How low is the threshold for power on time relative to indoor DC exhaust? It seems pretty low thresh hold.

I reviewed 10 pages of threads here eariler today. I get indoor air quality. I live in an area where we have really bad outdoor air quality, one of the two chronically worst places in the USA. I know more about PM2.5 than any human ought to have to learn. I get that lung exposure to fine particles is lifetime cumulative and irreversible.

It looks to me like before retirement I need to upgrade my DC to 220/240vac so I can get enough air flow to pick up my dust and get it filtered for indoor exhaust. I don't run any AC in the summer, but my heating bills, blazing blue barnacles. Heating is my second biggest reccuring expense, second only to the mortgage, even spread out over 12 months.

On the one hand, for six months of the year, I can roll my jointer or planer, and roll my DC (cloth bag exhaust filter) out onto the driveway for chip collection and let the dust blow away outdoors. If I exhaust the DC outdoors ( I can do that, though few of us can) I am going to need a big whopping wallop of BTUs to keep all my edged tools from rusting at the worst places in the cold months.

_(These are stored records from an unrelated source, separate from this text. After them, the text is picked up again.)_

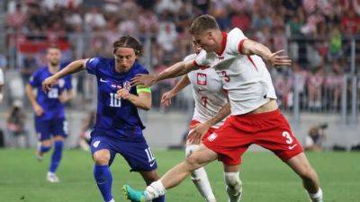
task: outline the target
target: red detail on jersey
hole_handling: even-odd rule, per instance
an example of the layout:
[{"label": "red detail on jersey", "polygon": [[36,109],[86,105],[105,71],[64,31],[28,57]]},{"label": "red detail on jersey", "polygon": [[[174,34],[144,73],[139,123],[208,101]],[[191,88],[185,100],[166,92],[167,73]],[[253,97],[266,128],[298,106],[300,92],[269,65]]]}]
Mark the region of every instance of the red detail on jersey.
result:
[{"label": "red detail on jersey", "polygon": [[226,48],[226,41],[228,40],[228,33],[227,32],[222,32],[222,40],[221,40],[221,49],[220,52],[217,52],[216,54],[218,54],[218,56],[221,56],[222,53],[225,50]]},{"label": "red detail on jersey", "polygon": [[256,66],[255,65],[255,63],[254,63],[253,59],[251,58],[251,57],[250,57],[250,56],[248,56],[248,60],[250,60],[250,62],[253,64],[253,66],[254,66],[254,67],[256,69],[256,71],[258,71],[258,70],[257,70],[257,67],[256,67]]},{"label": "red detail on jersey", "polygon": [[207,68],[210,67],[209,66],[200,66],[199,64],[197,64],[196,60],[194,60],[193,64],[194,64],[195,66],[200,67],[201,69],[207,69]]},{"label": "red detail on jersey", "polygon": [[230,82],[230,77],[229,77],[229,75],[228,75],[228,74],[226,73],[226,71],[225,70],[222,70],[221,71],[221,75],[224,76],[224,81],[225,82]]},{"label": "red detail on jersey", "polygon": [[244,40],[240,40],[240,42],[238,43],[238,52],[242,55],[245,55],[244,52],[242,51],[242,47],[243,47],[246,40],[248,40],[248,39],[244,39]]},{"label": "red detail on jersey", "polygon": [[198,85],[206,85],[208,83],[208,76],[206,74],[197,73],[196,79],[196,83]]}]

So fundamentally my question is can anybody exhaust their DC outdoors without getting rust on their plane irons or chisel edges? Or planer knives? Where, roughly, do you live and how often are you running your DC? How robust is your HVAC? I am thinking if I want the option of running my planer or jointer pretty much every day I am going to have to keep the DC exhaust indoors and filter agressively.

Thanks. I wonder if we should have a sub-sub forum, workshop threads not DC related.